Et heureusement que Baaladitya avait ce "don", car Jangali avait manqué de tomber du dos du Sslengar quand, une fois posé sabots sur sa terre natale, un Geai lui avait appris la mésaventure de son Frère-Lié. Depuis un moment déjà, il était au courant de la condition de l'Althaïen, qui n'était pas au meilleur de sa forme. Aussi, ni une ni deux, il avait pressé l'enfant du Kirin de l'emmener au Domaine et était arrivé peu de temps avant son ami. Et comme il s'y était attendu, il avait dû faire face à l'angoissante attente, le temps qu'Ilhan reprenne des forces et ne se repose.
Le Gourmet et son turbulent enfant avaient alors chercher à aider les Baptistels de quelque moyens possible. C'était également là une bonne occasion d'introduire la langue Commune à Baaladitya.
-Jangali ? Messire Avente est réveillé, il est en état de vous recevoir, l'interpella posément un serviteur, le tirant de ses pensés tumultueuses.
Se redressant, et ses oreilles dans un même mouvement, il bondit sur ses pieds et héla le petit monstre en train de jouer à chasser un scarabée, au grand dam de l'Enwr jardinant non loin de là. Ensemble, il montèrent jusqu'à la chambre de l'infortuné.
À peine eut-il passé l'encadrement qu'il remarqua son état effroyable. En quelque enjambés, il couvrit la distance qui les séparait avant de prendre Ilhan dans ses bras et de ronronner comme si des siècles les séparaient depuis que Jangali l'avait quitté. Il savait Ilhan peu prompt à ces démonstrations d'affection, mais sur le moment, il n'y fit pas attention. Manquant de l'étouffer, il se recula un peu et s'assit sur le bord du lit, tout en se délestant de ses affaires sur le sol. Balaaditya regardait la scène avec un mélange entre curiosité, perplexité et envie. Le chasseur lui avait beaucoup parlé du petit humain qu'ils allaient voir. Le graärhon avait compris que l'humain comptait beaucoups et faisait parti du clan de son géniteur.
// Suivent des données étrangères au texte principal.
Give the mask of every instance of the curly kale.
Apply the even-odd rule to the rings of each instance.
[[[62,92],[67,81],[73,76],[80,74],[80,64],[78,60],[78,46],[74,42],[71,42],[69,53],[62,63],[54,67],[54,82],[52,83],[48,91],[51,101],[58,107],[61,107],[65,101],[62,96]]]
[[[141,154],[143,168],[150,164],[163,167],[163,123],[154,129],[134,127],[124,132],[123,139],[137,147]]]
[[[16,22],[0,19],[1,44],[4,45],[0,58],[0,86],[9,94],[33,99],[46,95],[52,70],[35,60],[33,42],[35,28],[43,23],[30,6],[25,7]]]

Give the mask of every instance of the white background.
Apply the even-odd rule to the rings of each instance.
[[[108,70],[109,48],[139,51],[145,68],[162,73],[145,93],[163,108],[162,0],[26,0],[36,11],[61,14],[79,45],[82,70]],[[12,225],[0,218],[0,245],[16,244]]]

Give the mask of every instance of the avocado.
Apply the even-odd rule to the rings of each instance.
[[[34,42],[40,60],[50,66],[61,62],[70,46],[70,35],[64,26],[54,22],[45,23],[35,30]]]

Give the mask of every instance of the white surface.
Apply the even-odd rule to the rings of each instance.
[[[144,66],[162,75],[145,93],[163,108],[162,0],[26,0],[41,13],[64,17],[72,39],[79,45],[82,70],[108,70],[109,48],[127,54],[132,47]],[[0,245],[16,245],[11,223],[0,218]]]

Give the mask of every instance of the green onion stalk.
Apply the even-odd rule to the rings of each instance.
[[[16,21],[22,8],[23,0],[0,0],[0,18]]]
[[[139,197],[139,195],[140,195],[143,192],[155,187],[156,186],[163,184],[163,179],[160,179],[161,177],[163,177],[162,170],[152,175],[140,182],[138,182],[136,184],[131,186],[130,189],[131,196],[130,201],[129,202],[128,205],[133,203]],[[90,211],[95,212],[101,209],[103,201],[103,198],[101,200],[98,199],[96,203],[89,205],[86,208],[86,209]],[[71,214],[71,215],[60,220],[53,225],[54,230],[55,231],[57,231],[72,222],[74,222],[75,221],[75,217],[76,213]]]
-Oh Ilhan, je suis tellement désolé de ne pas pu avoir été là plus tôt. Entre mes recherches de la Couronne restante, et mon devoir sacré, je n'ai pas pu être là pour t'aider…
Il s'en voulait énormément. Il n'avait cessé de ressasser cette idée. Il avait beau se dire qu'il ne pouvait pas être partout à la fois, la culpabilité d'avoir eu peut-être la mort de son frère-lié sur la conscience lui pesait.
-Mais je suis là maintenant, et je vais t'aider à aller mieux tu verras. Les Baptistrels ont refusé que je te prépare des plats pour te remettre sur pieds, comme quoi tu avais besoin de repos et pas de kilos, mais j'ai quand même prévu le coup !
Se disant, il plongea la main dans son sac et en ressortit un paquet. Il le déposa sur les genoux du Dauphin et le laissa en humer les douces fragrances sucrés pendant qu'il invitait Balaaditya à grimper sur le lit. N'était pas encore né celui qui empêcherait le Gourmet de nourrir sa tribu !
-Ilhan, je te présente Balaaditya. Il ne parle pas encore le Commun mais je suis sûr que tu comprendras ce qu'il veut te dire. Et puis ça ne devrait pas prendre beaucoup de temps, Purnendu semble avoir transmis son intelligence aux petits.
Les enfants avaient les émotions les plus pures après tout. Chasser, manger, dormir, câliner.
-Bon alors racontes-moi tout. Comment as-tu fais pour te mettre dans un pétrin pareil ?! Et pas question que tu te retiennes. Je suis ton Bhae Bandhee, ne l'oublis pas.